Healthy Diet Helps You To Stay Young
Here’s a reason why you should start eating well RIGHT NOW: A healthy diet makes you look younger. I mean, what’s the point of being slim if you’re looking haggard. If you ask me, I’d rather be a little bit plump, but healthy and young-looking than thin and haggard. Of course, I want to look slim, healthy and young looking as I get older. And now I can - and so can you. A brand new report has shown that . Science Daily have published a great report on how to look younger and live longer.
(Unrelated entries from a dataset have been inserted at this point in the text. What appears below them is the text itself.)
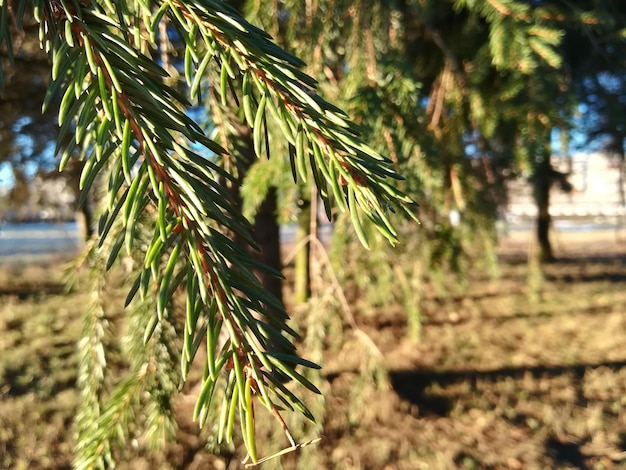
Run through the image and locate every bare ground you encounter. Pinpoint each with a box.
[0,232,626,470]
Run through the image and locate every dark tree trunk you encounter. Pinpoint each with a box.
[223,116,283,322]
[533,155,555,262]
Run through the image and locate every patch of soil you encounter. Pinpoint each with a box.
[0,229,626,470]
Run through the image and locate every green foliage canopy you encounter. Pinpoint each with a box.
[0,0,415,468]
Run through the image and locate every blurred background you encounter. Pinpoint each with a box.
[0,0,626,470]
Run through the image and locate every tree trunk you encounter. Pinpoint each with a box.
[223,115,283,324]
[533,154,555,262]
[293,194,312,303]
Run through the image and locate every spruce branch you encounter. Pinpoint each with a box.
[0,0,415,465]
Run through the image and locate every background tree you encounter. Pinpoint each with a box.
[0,0,414,468]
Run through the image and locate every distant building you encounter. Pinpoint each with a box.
[506,153,626,221]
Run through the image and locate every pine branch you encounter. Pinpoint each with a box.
[15,0,414,465]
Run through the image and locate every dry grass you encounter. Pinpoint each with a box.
[0,233,626,470]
Here’s some of the highlights from the article:
- We tend to ignore the most basic nutritional essentials and focus on “exotic fountains of youth” - I must confess to being guilty of this one. I’m always more interested in a magic, exotic treatment than the usual boring advice to eat my vegetables
- We age because mitochondria - the substance that energises your cells is in decay - With age what happens is the mitochondria decay. So you look in an old rat or an old person, the mitochondria are less efficient and they’re putting out more side product. Byproducts of mitochondrial burning are oxidants. Just the way iron rusts or fat grows rancid, we’re all going rancid from these oxygen radicals coming out of our metabolism.
- Not having enough micronutrients will age your mitochondria faster - only do you need fuel in your diets — the fat and carbohydrates — it’s also 40 different micronutrients. These are the vitamins and the minerals and the essential fatty acids that you need to keep all your biochemistry humming along.
- We are consuming less vitamins and minerals - because we are filling up on high calorie junk food instead. And as a result, we are hungrier because our bodies crave the nutrients that we are not eating. (I think this is the most important point, especially for dieters)
- Vitamin and mineral pills dont’ have enough magnesium and calcium - instead, you should eat some yogurt every day, low fat, and maybe take a little extra magnesium. You need to eat fish a couple of times a week because fish has DHA, which is a long-chain Omega-3 fatty acid and 30 percent of the brain is made of DHA.
Why should you take heed of this advice? The answer is simple. It’s from Bruce Ames, a biochemist and world leader in aging and nutrition research. He is 77 years old and fit and healthy. Ames is very accomplished. For example, in 1998, Ames won the prestigious National Medal of Science, and in 2001 he was awarded Oregon State University’s first $50,000 Linus Pauling Institute Prize for Health Research. He is currently a senior scientist at Children’s Hospital Oakland Research Institute in California and scientific advisory board member of Juvenon.com, which markets an anti-aging supplement he developed.